When switching to every needle double bed techniques, ignore the console directions for the racking handle position and remember to leave the handle down.
Susanna Lewis wrote knitting techniques that need to be entered separately from design motifs when they are planned for using three and four colors.
Such techniques were initially planned for card readers. Downloading them in the present day merits a separate discussion.
To start knitting do the SX/preselection rows as usual. The front bed pushers will be in the rest position. Set the locks as instructed, knit one row, and the back bed needles will knit. When locks are on the left, at the prompt on the console set the row counter on the lock to 000. The sequence of knitting always begins and ends with the locks at left when using these techniques. The same is true if the design needs to be split up to accommodate console memory. A method for doing so is reviewed at the bottom of the post on 2 color dbj using large, non-repetitive electronic repeats
Both the Japanese automatic KRC selections and 179 begin with selections of white pixels in the first design row.
Joella Knitworks Newsletter was one of the many pubs available in the early 90s. After some email exchanges with the publisher, I was asked to share my method for accomplishing a similar result, the article was published in the May-June 1992 issue. At the present time, there are wonderful resources for easy downloads that include punchcard volumes with huge selections of published patterns for each stitch type.
Each can be converted for use in electronic downloads to any machine including the E6 with the aid of specific cables and software i.e. Wincrea, Journal 6, and DAK.
Beginning with any published punchcard design, duplicate black and white cell placements, whether for single bed or double bed color-separated fabrics, and follow with the entry of Tech 129 and color reverse, so that black squares knit, white squares tuck.  Technique 130 in turn, performs the same functions as 129, but for 2 consecutive rows, enabling it to duplicate any situation that in the Japanese machines would call for double length, or when using some of the Duomatic patterns that call for the DECO to be set on 2.
The console gives suggestions for lock settings based on factory programming.
Once a design is downloaded, suggested lock settings can be disregarded, i.e. Tech 129 and 130 can be used with the front lock set to LX instead of KX depending on the planned stitch type.
The back bed can be also brought into play with settings determined by the knitter rather than by console suggestions.
Pusher selection in Passap is akin to Brother needle preselection.

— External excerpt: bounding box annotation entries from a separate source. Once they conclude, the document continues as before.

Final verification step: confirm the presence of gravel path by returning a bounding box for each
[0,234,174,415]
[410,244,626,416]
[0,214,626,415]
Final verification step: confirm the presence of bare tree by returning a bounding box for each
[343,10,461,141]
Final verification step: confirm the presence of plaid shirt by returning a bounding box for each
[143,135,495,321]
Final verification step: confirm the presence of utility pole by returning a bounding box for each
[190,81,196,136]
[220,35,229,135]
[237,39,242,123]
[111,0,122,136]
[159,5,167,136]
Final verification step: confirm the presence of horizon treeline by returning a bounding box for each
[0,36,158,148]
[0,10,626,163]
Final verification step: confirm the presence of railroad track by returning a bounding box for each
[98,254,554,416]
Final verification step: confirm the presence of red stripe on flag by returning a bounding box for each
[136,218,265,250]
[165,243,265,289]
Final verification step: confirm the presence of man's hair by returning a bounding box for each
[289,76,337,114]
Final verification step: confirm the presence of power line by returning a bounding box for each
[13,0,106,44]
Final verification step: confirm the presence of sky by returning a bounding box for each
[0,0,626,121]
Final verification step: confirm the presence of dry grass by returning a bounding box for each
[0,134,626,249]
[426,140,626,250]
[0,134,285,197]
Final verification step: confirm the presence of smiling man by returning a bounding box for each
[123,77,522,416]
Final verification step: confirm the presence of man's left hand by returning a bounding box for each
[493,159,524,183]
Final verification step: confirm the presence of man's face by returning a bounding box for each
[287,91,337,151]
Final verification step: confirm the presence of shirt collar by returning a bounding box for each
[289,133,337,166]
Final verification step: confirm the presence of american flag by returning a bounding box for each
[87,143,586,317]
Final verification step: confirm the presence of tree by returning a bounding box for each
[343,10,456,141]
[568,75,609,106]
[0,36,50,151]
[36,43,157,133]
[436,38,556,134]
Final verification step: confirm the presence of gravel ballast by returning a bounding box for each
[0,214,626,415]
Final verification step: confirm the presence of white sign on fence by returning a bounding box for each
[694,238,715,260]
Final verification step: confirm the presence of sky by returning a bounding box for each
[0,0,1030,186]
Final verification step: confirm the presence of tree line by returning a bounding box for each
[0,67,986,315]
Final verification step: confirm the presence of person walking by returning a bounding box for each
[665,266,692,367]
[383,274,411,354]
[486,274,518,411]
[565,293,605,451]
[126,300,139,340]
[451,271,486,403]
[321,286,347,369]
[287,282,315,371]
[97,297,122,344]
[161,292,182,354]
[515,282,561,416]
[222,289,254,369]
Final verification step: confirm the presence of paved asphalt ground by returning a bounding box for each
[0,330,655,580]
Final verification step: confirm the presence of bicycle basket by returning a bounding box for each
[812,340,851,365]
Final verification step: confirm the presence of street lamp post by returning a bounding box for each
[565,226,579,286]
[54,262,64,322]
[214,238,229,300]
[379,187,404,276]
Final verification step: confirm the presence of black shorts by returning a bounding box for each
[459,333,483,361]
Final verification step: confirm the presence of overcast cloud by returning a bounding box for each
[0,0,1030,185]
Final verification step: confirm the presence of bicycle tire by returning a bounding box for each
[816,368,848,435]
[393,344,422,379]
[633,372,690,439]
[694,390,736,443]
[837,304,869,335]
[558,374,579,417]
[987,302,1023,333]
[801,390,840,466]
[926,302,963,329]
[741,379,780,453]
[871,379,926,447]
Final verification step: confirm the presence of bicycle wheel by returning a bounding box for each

Brother punchcard volumes varied content based on trends at the time of publication. This particular one,  has a section at its back on patterns knit using opposite tuck/slip buttons on the main bed. There is a slight difference in appearance as to whether the carriage tucks first or slips first. Any pattern using pairs of rows recurring such as in these tuck examples, may be used. The E6 front lock has a UX setting. The function is one-row selective slip and one-row selective tuck. The lock will slip when knitting from right to left on the needles above pushers in rest and knit on those above pushers in work.  When moving from left to right, it tucks on needles above pushers in rest, and knits on those above pushers in work. Because the locks stay together throughout any knitting, the back lock is set to GX. The same setting can be tested on any tuck design suitable for color changes every 2 rows.

OX is a combination setting of KX and CX, it is used in tech 162,63,64 and 65 and is always combined with DX –>on the back bed. The techniques cannot be combined with stitch patterns.
DX is the tubular setting for tuck on the back lock.